Formation | 1980 |
---|---|
Founder | Doug Lonnstrom |
Location |
|
Director | Donald P. Levy |
Affiliations | Siena College |
Website | scri |
Remarks | Conducts expert and public opinion polls, focusing on New York State and the United States, on issues of public policy interest |
Siena College Research Institute (SCRI) is an affiliate of Siena College, located originally in Friars Hall and now in Hines Hall on the college's campus, in Loudonville, New York, in suburban Albany.[1][2][3] It was founded in 1980.[4] Statistics and finance professor Doug Lonnstrom was its founding director.[5] Donald P. Levy is its current director.[6][7]
It conducts both expert and public opinion polls, focusing on New York State and the United States, on issues of public policy interest. They include education, health care, and consumer confidence, and explores business, economic, political, voter, social, educational, and historical issues.[4][8] SCRI conducted surveys on New Yorkers' sentiments towards the creation of the Cordoba House Mosque near the World Trade Center site in lower Manhattan, and the Arizona Immigration Law.[9][10]

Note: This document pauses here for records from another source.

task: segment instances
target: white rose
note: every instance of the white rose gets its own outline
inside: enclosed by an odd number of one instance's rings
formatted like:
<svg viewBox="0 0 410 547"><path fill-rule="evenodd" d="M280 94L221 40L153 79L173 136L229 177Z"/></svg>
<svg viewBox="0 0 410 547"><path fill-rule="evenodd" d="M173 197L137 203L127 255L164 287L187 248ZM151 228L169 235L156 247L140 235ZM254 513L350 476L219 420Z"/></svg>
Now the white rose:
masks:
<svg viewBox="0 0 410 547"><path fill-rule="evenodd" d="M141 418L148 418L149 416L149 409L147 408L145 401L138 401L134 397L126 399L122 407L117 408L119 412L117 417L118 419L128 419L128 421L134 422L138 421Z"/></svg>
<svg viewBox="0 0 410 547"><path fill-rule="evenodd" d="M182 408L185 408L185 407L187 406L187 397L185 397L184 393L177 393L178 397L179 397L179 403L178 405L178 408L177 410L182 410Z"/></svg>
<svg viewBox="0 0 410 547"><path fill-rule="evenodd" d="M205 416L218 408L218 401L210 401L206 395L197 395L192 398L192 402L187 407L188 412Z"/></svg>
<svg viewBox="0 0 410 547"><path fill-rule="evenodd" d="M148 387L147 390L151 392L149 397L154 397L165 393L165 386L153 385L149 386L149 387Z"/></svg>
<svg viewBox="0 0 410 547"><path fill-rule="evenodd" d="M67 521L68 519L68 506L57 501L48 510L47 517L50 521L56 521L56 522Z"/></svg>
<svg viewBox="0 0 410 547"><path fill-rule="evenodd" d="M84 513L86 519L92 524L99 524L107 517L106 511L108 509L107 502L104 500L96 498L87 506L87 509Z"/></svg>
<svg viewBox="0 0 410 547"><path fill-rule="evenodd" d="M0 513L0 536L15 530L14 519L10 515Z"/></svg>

Among other things, starting in 1982 SCRI has polled presidential scholars in an effort to rate the United States presidents,[11][12] as well as the First Ladies.[1][13][14][15] It has also conducted polls as to America's most notable women,[16] television's most memorable moment,[17] and consumer confidence.[18][19]

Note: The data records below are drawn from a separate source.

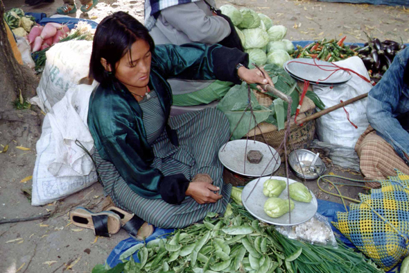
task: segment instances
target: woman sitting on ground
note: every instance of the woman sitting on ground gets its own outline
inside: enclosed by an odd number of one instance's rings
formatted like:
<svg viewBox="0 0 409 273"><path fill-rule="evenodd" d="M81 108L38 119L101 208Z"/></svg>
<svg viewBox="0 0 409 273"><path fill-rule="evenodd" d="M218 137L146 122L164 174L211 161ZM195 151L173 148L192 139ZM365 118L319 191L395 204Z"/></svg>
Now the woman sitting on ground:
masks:
<svg viewBox="0 0 409 273"><path fill-rule="evenodd" d="M88 125L97 170L118 206L161 228L224 213L232 186L223 185L217 155L228 141L229 122L215 109L169 118L166 79L272 84L247 64L247 53L218 44L155 47L147 29L123 12L99 24L89 75L100 85L90 97Z"/></svg>

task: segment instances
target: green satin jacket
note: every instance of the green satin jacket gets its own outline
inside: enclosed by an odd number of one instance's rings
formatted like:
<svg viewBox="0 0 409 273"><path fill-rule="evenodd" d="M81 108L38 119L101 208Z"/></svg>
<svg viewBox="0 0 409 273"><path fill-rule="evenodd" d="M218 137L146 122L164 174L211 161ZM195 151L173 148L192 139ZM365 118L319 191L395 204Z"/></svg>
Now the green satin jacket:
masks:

In July 2013, SCRI and The New York Times began a polling partnership, with its first collaborative poll conducted for the 2013 New York City mayoral election.[20]

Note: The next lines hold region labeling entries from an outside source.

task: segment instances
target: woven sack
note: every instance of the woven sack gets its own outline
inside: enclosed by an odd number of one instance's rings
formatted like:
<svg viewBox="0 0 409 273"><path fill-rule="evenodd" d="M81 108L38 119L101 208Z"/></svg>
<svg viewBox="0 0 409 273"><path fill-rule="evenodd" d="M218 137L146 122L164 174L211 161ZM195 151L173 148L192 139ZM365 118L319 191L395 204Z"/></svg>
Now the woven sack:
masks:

In 2018, The New York Times/Siena College partnership delivered the first real time Midterm Election polls.[21][22] In its review of polling conducted during the 2022 midterm elections, FiveThirtyEight found that The New York Times/Siena College partnered polls had the lowest statistical error of all pollsters it measured, tied with Suffolk University.[23] It currently holds a 3-star rating from FiveThirtyEight, their highest possible rating for a pollster, based on measurements of error, bias, and transparency in methodology. As of 2024, FiveThirtyEight describes The New York Times/Siena College Poll as the most accurate pollster in America.[24][25]
The New York Times/Siena College Poll contacts a random sample of respondents, with sampling frames drawn from a national voter file of registered voters from data company L2 and supplemented with voter file-matched cellular numbers from market research company Marketing Systems Group. It utilizes live interviewers calling both landlines and cellphones in a dual frame model. For recent polls conducted by The New York Times/Siena College, over 90% of contacts are reached through cell phones and calls are aimed to last under 15 minutes. The poll aims to reach a representative sample of American voters and adjusts for participation bias via stratified sampling, utilizing demographic information from its voter file such as race, party affiliation, and regional location. The poll attempts more contacts with respondents from groups that are less likely to respond. As of 2024, overall response rates to The New York Times/Siena College Poll calls are usually under 2%. A 2022 incentivized poll conducted by The New York Times as an experiment in partnership with Ipsos achieved a 30% response rate while finding similar results to the lower response rate Siena College partnered polls.[26][27][28][29] The New York Times/Siena College Poll has also variously used a turnout model to prioritize calls to a "likely electorate", which is gauged based on trends detected in The New York Times/Siena polls, past election results, and demographic data. This model was utilized for sampling in the 2018 midterm election but not the 2016 presidential election.[28][30]
Completed surveys are weighted for probability of selection by stratum. Demographic weights of likely voters are weighted primarily with modeled turnout estimates from the poll's overall voter file, with adjustments made based on 12 demographic variables. Weighting of registered voter results, instead of likely voters, is conducted directly through characteristics derived from the voter file, without using the turnout model. Demographic information on education is not available in the voter file, and is weighted separately with the American Community Survey and Current Population Survey from the United States Census Bureau. Poll questions are published verbatim in the reports of each poll.[27][31][28][30]
When nearing election days, the poll emphasizes results among likely voters over registered voters overall, which is determined through a respondent's voting history and self-reported intention to vote.[27]